Según el relato de Pano, Koldo García la contactó para recriminarle el descuido y le pidió que lo solucionara. Antes de que ella pudiera hacer gestiones al respecto, recibió una segunda llamada en la que el asesor de Ábalos le indicó que la habían "enganchado". Es decir, que había realizado un empalme ilegal para recuperar el suministro. El Código Penal incluye como delito la defraudación del fluido eléctrico y castiga aquellas acciones que consisten en cometer fraude mediante la utilización de energía eléctrica, agua, gas, telecomunicaciones u otro elemento, energía o fluido ajenos por los medios previstos en la ley. Está regulado en los artículos 255 del Código Penal, y el tipo básico está penado con multas de tres a 12 meses.
Tras ella llegó Patricia Uriz, la expareja de Koldo García, que realizó nuevas afirmaciones sobre actividades cuestionables. Cuando la abogada de la pareja conducía su interrogatorio y trataba de determinar los ingresos de los que disfrutaban y descartar con ello un incremento patrimonial irregular, le preguntó por las cantidades que cobraba el asesor. "¿Es cierto que el sueldo de Koldo en aquellos momentos era superior a 75.000 euros anuales?", dijo.
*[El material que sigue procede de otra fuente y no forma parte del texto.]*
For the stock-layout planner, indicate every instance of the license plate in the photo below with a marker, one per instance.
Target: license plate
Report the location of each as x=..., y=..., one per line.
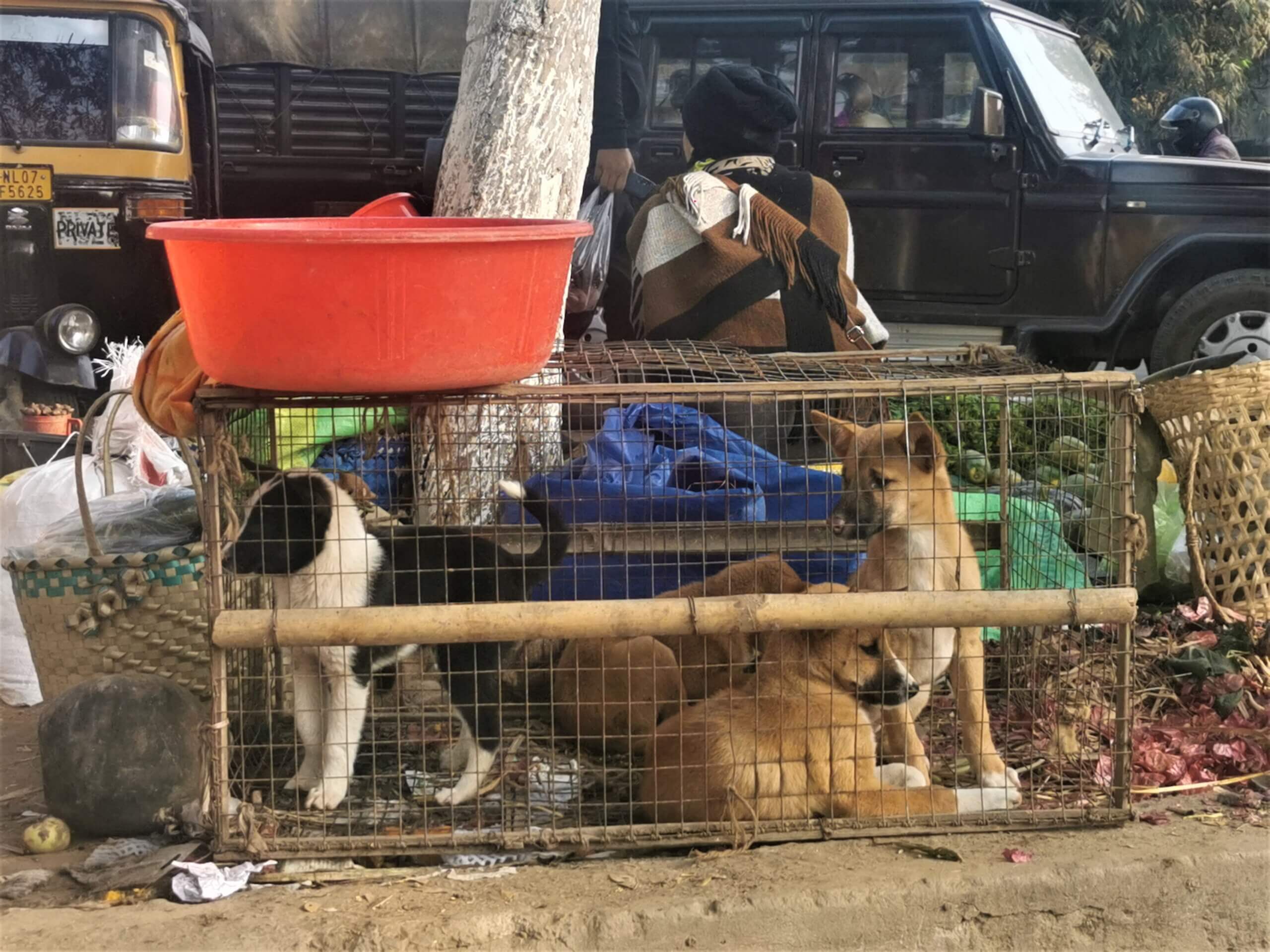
x=87, y=228
x=26, y=183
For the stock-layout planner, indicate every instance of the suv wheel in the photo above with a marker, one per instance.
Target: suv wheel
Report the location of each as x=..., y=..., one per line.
x=1226, y=314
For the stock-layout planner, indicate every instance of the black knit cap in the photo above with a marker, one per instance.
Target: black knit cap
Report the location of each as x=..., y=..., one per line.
x=737, y=111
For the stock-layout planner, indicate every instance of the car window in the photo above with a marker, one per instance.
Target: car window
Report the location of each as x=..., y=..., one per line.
x=912, y=80
x=683, y=60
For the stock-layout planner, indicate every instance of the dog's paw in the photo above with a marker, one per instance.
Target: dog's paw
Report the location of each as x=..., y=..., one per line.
x=1008, y=781
x=976, y=800
x=327, y=794
x=901, y=776
x=452, y=760
x=305, y=778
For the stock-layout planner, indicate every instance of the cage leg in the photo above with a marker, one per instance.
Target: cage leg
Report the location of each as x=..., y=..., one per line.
x=972, y=709
x=307, y=677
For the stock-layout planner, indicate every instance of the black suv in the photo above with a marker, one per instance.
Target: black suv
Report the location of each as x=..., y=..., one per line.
x=996, y=194
x=994, y=189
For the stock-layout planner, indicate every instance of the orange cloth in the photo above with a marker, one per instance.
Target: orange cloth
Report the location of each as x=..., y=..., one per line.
x=167, y=380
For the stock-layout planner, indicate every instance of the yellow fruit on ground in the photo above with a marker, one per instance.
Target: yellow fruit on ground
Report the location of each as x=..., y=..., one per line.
x=49, y=835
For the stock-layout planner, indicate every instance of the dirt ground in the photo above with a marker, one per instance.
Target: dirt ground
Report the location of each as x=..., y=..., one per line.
x=1197, y=883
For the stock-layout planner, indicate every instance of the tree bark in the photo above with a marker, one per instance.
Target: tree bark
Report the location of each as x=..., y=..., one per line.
x=517, y=148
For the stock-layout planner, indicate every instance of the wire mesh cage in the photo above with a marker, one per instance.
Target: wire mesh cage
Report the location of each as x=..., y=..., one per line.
x=672, y=593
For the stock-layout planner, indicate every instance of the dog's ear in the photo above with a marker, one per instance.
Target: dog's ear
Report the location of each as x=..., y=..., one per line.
x=924, y=445
x=837, y=433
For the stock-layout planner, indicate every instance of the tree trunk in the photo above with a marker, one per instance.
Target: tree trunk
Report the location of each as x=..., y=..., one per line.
x=517, y=148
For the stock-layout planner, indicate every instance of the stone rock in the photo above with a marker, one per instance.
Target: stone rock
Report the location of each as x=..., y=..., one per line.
x=119, y=749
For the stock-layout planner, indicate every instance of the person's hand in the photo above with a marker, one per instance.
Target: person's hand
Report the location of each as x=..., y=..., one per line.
x=613, y=167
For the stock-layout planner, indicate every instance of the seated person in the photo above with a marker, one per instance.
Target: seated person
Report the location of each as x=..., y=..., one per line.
x=854, y=106
x=740, y=249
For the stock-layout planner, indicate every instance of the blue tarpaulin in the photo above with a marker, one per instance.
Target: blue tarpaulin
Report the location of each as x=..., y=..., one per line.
x=670, y=464
x=665, y=463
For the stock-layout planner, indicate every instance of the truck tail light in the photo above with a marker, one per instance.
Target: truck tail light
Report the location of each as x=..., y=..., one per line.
x=157, y=207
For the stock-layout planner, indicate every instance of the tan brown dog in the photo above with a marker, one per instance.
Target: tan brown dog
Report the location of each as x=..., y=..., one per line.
x=896, y=493
x=610, y=694
x=797, y=740
x=715, y=662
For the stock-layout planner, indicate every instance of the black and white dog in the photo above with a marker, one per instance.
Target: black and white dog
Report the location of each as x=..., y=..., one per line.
x=308, y=535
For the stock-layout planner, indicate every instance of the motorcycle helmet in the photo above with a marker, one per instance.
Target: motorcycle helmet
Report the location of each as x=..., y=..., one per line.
x=1192, y=119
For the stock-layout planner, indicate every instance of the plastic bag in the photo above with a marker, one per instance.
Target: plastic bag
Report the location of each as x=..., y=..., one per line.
x=140, y=521
x=1170, y=526
x=150, y=459
x=590, y=268
x=1178, y=564
x=35, y=500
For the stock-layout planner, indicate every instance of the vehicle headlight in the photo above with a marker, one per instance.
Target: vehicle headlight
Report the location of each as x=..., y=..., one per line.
x=73, y=328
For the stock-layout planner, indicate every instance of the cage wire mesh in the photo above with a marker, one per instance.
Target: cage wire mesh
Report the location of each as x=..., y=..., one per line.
x=722, y=492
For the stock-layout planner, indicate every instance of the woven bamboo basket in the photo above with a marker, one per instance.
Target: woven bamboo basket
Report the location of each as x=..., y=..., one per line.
x=1218, y=434
x=93, y=612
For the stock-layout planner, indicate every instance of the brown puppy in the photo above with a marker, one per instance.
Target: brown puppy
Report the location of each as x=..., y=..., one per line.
x=896, y=492
x=610, y=694
x=795, y=742
x=714, y=662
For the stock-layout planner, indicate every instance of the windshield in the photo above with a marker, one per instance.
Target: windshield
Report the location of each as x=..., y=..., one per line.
x=1061, y=80
x=55, y=78
x=56, y=82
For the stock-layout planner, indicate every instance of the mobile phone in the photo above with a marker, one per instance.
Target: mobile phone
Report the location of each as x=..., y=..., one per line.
x=639, y=188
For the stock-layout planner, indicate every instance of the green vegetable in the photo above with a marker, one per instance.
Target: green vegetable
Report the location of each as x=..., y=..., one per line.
x=1081, y=485
x=1070, y=454
x=974, y=466
x=1012, y=477
x=1049, y=475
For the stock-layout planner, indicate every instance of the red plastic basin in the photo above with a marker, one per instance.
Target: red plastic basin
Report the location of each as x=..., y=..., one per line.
x=370, y=305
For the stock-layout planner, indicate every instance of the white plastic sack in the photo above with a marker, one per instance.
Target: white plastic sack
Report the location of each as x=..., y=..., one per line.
x=35, y=500
x=132, y=437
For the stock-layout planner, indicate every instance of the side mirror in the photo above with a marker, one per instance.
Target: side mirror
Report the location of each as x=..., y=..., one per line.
x=988, y=115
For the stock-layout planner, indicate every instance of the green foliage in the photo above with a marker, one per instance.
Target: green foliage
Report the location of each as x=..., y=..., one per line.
x=1150, y=54
x=972, y=423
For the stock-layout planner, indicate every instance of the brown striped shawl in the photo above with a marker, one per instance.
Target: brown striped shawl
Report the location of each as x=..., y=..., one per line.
x=746, y=253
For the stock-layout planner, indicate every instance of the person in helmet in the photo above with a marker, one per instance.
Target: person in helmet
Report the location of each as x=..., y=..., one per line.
x=1196, y=122
x=854, y=105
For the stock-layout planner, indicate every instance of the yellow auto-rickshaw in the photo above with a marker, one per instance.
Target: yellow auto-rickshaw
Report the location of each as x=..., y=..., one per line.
x=107, y=123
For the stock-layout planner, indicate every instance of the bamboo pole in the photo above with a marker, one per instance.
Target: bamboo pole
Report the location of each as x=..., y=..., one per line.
x=230, y=398
x=421, y=625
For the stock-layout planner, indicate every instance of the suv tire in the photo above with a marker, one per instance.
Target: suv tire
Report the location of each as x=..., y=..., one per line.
x=1210, y=302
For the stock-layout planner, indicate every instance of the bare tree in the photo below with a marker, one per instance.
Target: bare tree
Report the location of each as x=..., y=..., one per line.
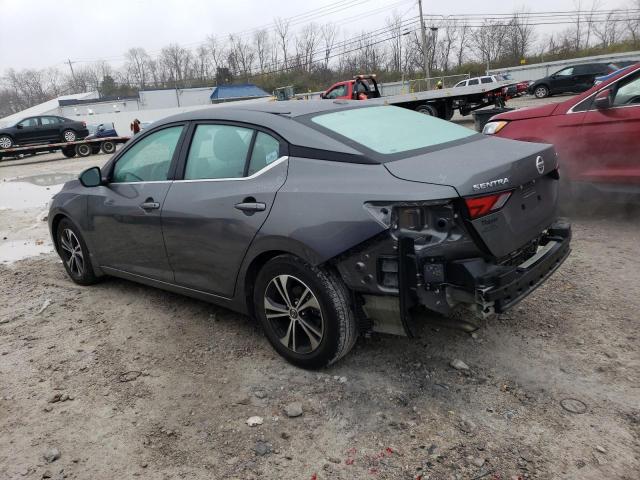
x=282, y=31
x=487, y=41
x=306, y=43
x=632, y=22
x=464, y=35
x=261, y=46
x=203, y=65
x=519, y=38
x=137, y=62
x=177, y=61
x=241, y=56
x=394, y=24
x=607, y=32
x=329, y=33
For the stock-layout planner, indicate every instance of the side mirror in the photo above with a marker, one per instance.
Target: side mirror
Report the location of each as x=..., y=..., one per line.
x=603, y=99
x=91, y=177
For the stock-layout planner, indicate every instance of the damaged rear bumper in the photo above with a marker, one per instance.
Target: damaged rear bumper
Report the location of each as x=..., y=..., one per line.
x=433, y=286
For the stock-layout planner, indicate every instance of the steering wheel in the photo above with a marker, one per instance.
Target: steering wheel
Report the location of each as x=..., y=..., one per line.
x=633, y=100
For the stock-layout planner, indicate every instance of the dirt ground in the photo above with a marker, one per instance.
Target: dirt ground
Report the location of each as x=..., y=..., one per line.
x=125, y=381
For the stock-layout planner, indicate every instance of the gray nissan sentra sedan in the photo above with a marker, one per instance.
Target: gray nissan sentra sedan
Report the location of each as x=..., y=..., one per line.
x=322, y=219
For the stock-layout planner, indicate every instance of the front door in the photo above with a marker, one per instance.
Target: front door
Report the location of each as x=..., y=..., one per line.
x=211, y=216
x=28, y=131
x=563, y=81
x=124, y=215
x=608, y=137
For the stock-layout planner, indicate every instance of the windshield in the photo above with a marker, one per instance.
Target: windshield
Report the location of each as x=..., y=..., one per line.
x=389, y=130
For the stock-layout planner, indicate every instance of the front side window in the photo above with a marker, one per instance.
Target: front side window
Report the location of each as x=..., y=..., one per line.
x=628, y=91
x=49, y=121
x=149, y=159
x=388, y=130
x=339, y=91
x=565, y=73
x=29, y=122
x=218, y=151
x=266, y=150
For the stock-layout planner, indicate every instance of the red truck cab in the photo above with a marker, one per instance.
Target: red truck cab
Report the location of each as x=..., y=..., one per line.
x=361, y=87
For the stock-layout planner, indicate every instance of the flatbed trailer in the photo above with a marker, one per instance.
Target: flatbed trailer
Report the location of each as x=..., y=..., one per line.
x=440, y=103
x=81, y=148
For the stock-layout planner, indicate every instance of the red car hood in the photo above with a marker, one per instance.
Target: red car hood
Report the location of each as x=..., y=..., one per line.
x=528, y=112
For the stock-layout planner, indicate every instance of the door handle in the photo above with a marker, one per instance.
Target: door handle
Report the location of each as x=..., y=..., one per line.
x=250, y=207
x=149, y=204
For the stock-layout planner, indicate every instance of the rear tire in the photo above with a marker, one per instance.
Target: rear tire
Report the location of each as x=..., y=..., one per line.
x=108, y=147
x=69, y=152
x=313, y=325
x=83, y=150
x=427, y=110
x=74, y=253
x=541, y=91
x=6, y=141
x=69, y=136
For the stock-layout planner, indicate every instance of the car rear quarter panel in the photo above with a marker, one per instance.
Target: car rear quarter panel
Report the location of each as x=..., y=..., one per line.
x=319, y=212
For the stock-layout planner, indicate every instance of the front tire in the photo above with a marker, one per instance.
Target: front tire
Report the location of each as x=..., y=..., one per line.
x=305, y=312
x=6, y=141
x=427, y=110
x=69, y=136
x=541, y=91
x=83, y=150
x=74, y=254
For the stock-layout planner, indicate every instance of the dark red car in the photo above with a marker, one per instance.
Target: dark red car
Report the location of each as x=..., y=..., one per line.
x=596, y=134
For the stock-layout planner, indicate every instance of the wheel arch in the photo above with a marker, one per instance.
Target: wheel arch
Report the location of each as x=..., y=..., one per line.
x=263, y=250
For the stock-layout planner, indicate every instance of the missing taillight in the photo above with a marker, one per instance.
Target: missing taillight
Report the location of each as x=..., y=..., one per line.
x=479, y=206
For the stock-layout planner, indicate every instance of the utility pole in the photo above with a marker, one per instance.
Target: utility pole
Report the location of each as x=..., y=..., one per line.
x=73, y=75
x=423, y=32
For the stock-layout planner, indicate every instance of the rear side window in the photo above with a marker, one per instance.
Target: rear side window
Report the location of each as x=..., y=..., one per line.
x=389, y=130
x=218, y=151
x=266, y=150
x=149, y=159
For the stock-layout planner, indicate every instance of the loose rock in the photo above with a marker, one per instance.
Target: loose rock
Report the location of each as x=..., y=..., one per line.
x=293, y=409
x=253, y=421
x=51, y=455
x=262, y=448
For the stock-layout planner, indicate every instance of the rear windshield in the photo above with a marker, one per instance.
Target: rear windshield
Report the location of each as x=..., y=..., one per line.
x=389, y=130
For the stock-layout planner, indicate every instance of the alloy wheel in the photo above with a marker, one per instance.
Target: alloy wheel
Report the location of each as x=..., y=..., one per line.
x=72, y=252
x=294, y=314
x=69, y=136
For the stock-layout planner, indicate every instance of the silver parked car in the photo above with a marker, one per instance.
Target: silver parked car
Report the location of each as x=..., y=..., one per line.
x=322, y=219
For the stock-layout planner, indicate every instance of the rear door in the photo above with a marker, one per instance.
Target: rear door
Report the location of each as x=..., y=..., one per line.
x=28, y=131
x=563, y=81
x=124, y=215
x=210, y=217
x=50, y=128
x=609, y=137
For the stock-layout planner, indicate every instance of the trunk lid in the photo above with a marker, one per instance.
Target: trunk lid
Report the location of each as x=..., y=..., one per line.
x=490, y=165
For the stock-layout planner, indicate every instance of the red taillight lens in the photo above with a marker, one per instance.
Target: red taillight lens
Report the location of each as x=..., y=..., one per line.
x=479, y=206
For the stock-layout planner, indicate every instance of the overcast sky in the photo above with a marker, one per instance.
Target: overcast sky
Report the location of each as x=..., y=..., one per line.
x=43, y=33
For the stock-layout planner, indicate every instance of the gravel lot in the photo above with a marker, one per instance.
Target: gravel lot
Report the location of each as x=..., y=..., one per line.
x=119, y=380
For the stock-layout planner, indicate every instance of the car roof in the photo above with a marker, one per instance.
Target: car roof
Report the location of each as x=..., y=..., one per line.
x=277, y=116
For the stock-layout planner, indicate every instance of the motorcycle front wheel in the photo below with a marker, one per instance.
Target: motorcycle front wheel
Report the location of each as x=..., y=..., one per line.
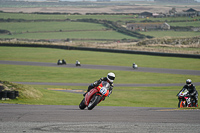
x=82, y=104
x=94, y=101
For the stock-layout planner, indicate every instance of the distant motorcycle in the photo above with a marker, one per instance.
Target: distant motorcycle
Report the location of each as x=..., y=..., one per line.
x=78, y=63
x=95, y=96
x=61, y=62
x=135, y=66
x=183, y=96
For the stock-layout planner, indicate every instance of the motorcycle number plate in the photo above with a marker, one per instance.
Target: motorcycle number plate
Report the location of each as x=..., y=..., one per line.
x=103, y=90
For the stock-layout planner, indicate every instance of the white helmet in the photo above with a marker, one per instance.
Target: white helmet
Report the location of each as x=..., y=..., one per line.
x=189, y=82
x=111, y=77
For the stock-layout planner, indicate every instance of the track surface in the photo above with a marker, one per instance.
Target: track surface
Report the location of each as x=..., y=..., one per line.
x=58, y=118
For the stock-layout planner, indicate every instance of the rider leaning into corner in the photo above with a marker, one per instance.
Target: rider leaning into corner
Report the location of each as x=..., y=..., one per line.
x=192, y=91
x=110, y=79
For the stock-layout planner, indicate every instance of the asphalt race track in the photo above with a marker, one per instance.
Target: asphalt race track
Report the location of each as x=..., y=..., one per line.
x=16, y=118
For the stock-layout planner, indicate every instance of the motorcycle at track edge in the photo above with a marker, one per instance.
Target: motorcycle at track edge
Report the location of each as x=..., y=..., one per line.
x=183, y=96
x=95, y=96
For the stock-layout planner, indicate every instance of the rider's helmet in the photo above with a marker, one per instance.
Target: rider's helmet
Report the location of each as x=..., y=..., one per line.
x=111, y=77
x=188, y=82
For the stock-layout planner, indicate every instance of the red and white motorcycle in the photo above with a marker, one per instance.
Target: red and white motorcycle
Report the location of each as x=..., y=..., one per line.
x=95, y=96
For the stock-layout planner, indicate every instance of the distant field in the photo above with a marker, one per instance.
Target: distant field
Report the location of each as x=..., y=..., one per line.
x=184, y=24
x=160, y=34
x=121, y=96
x=20, y=27
x=84, y=30
x=96, y=58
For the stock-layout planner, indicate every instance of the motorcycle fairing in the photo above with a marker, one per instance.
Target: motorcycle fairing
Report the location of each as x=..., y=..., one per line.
x=89, y=95
x=102, y=85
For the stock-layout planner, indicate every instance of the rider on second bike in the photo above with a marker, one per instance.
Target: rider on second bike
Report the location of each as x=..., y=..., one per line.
x=192, y=92
x=110, y=79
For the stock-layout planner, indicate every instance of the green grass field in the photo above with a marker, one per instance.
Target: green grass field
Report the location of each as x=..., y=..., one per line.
x=122, y=96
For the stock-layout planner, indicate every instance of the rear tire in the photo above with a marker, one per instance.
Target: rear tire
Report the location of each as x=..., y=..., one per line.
x=94, y=101
x=82, y=104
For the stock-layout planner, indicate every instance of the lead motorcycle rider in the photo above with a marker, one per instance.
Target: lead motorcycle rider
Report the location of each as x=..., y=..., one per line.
x=192, y=92
x=110, y=79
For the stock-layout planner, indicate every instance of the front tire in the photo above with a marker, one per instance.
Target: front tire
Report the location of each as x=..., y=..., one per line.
x=82, y=104
x=94, y=101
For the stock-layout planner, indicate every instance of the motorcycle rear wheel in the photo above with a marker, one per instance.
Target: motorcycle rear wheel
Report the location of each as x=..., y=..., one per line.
x=94, y=101
x=82, y=104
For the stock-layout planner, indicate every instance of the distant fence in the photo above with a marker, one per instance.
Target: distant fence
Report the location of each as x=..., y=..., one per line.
x=104, y=50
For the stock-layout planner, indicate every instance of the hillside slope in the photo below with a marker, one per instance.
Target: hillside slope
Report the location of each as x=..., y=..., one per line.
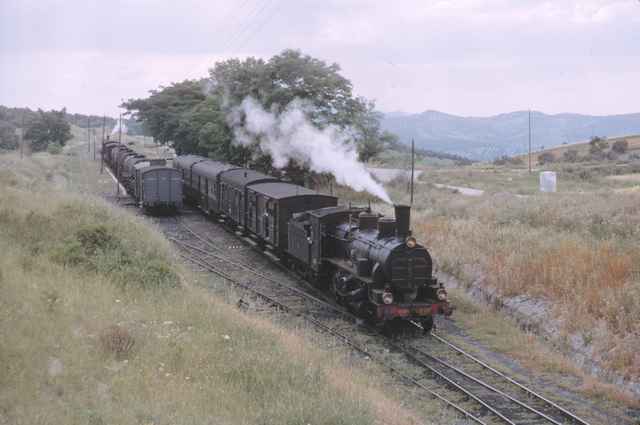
x=505, y=134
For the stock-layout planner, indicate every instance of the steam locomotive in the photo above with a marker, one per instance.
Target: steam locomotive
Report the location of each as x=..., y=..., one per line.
x=372, y=264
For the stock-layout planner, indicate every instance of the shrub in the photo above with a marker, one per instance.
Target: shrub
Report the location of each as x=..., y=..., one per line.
x=597, y=145
x=570, y=155
x=612, y=155
x=620, y=146
x=116, y=340
x=54, y=148
x=545, y=158
x=507, y=160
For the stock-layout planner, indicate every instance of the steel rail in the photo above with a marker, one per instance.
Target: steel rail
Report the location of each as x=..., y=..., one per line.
x=529, y=391
x=410, y=356
x=208, y=266
x=483, y=384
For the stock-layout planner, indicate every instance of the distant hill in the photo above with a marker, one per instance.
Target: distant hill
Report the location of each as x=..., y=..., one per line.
x=487, y=138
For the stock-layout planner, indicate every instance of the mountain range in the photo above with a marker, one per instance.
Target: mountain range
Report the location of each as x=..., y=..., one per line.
x=486, y=138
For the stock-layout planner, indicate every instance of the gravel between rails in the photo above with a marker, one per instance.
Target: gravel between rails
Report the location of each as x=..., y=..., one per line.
x=476, y=391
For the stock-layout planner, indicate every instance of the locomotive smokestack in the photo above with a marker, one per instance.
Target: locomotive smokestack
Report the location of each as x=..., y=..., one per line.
x=403, y=220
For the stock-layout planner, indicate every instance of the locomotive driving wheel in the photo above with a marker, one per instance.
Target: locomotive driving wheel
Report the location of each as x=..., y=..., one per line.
x=427, y=324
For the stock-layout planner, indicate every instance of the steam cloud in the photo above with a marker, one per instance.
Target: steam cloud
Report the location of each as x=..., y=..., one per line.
x=290, y=135
x=117, y=127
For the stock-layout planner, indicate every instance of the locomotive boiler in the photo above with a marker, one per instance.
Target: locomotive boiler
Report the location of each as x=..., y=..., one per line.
x=373, y=264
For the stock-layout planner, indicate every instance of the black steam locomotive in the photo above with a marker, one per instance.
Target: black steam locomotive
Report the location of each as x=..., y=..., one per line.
x=370, y=263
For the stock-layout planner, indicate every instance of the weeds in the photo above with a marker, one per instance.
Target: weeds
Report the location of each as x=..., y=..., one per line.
x=116, y=340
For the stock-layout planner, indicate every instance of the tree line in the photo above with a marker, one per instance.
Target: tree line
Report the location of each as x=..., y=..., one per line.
x=45, y=130
x=192, y=116
x=50, y=130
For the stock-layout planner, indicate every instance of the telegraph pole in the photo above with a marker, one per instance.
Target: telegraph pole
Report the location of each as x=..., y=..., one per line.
x=104, y=123
x=120, y=130
x=413, y=165
x=529, y=141
x=22, y=136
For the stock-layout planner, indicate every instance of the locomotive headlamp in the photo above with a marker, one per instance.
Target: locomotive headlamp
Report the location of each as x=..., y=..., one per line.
x=442, y=294
x=387, y=297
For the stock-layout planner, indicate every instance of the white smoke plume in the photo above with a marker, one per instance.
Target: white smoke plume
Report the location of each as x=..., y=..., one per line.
x=290, y=135
x=116, y=128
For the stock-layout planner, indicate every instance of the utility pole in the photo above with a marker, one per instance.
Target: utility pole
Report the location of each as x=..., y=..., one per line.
x=104, y=124
x=529, y=141
x=413, y=165
x=120, y=129
x=22, y=136
x=89, y=134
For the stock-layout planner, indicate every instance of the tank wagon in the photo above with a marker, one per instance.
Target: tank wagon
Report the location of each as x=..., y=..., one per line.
x=155, y=186
x=370, y=263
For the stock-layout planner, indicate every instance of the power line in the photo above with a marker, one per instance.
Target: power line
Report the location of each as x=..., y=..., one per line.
x=246, y=28
x=262, y=25
x=233, y=21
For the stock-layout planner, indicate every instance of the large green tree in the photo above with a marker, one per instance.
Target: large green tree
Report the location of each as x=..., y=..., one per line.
x=48, y=127
x=193, y=116
x=8, y=136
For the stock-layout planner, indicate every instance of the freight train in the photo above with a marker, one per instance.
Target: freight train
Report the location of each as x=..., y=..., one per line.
x=371, y=264
x=153, y=185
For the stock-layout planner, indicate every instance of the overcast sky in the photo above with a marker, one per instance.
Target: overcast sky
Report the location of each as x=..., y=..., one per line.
x=466, y=57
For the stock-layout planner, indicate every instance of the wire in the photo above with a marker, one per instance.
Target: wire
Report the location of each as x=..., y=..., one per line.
x=260, y=7
x=270, y=16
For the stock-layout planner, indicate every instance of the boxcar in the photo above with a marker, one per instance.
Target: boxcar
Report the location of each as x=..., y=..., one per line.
x=158, y=186
x=184, y=164
x=271, y=205
x=233, y=192
x=206, y=176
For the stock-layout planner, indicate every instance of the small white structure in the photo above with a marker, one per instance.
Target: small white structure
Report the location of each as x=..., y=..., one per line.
x=548, y=181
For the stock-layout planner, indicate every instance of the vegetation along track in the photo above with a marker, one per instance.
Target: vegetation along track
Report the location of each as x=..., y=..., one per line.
x=432, y=364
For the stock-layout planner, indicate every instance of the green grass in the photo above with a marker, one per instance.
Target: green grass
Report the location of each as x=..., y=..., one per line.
x=100, y=324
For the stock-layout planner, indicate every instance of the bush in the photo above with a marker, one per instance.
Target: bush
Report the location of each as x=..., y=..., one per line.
x=545, y=158
x=54, y=149
x=612, y=155
x=620, y=146
x=570, y=155
x=597, y=145
x=507, y=160
x=8, y=137
x=117, y=341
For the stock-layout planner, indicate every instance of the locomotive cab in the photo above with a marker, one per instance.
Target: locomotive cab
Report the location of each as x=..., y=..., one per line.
x=380, y=269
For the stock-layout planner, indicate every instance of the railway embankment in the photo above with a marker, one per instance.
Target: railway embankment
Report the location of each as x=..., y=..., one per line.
x=563, y=266
x=102, y=324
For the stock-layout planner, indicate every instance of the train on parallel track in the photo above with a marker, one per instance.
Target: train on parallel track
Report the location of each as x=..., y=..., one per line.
x=370, y=263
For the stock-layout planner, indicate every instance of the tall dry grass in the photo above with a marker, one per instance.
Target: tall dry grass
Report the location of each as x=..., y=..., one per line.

Uriz contestó que sí porque "aparte de cobrar el sueldo del Ministerio, tenía una pensión".
Como publicó este periódico, Koldo García simultaneó su primer salario como escolta y chófer del PSOE y su posterior sueldo de asesor en el Ministerio de Transportes con una pensión por incapacidad permanente total, un subsidio público de carácter extraordinario que está reservado para trabajadores que padecen algún tipo de enfermedad o dolencia grave que les inhabilita para desempeñar las tareas propias de su empleo habitual. Hechos como este corresponden con la posible comisión de un delito de fraude a la Seguridad Social.
Un hijo "previo"
El testimonio de Uriz añadió otro detalle. Explicó una operación de compra de una vivienda en Valencia a nombre de la hija de ambos. Dijo que Koldo decidió ponerlo a nombre de la niña porque él "tiene un hijo previo con el que no tiene ninguna relación" y no quiere que obtenga "nada". Le otorgó la titularidad a la menor porque, de esa manera, esa casa "saldría de la herencia de él".
Estas afirmaciones insinúan la existencia de maniobras para ocultar o distraer bienes del patrimonio para perjudicar a herederos legítimos y también pueden constituir delito de alzamiento o estafa.
Todos los hechos descritos sucedieron hace años y, por ello, pueden estar afectados por la prescripción. En cualquier caso, para que se investigue, la Fiscalía tendría que reclamar una deducción de testimonio si considera necesario determinar si hubo o no ilícitos penales como apuntan los testimonios o si las declaraciones prestadas le merecen la credibilidad suficiente como para ahondar en lo sucedido.
El juicio contra José Luis Ábalos y Koldo García se les está poniendo muy cuesta arriba a los dos acusados. Más allá de sus escasas opciones de escapar a una condena por las mordidas procedentes del entorno de Víctor de Aldama, distintas testificales de la vista oral han desvelado la posibilidad de que se hayan cometido otros delitos menores, ajenos a este proceso. Irregularidades de lo más variopinto, que van desde un supuesto enganche irregular a la luz hasta el fraude a la seguridad social, pasando por el trato dispensado a un hijo de García, fruto de una relación de juventud.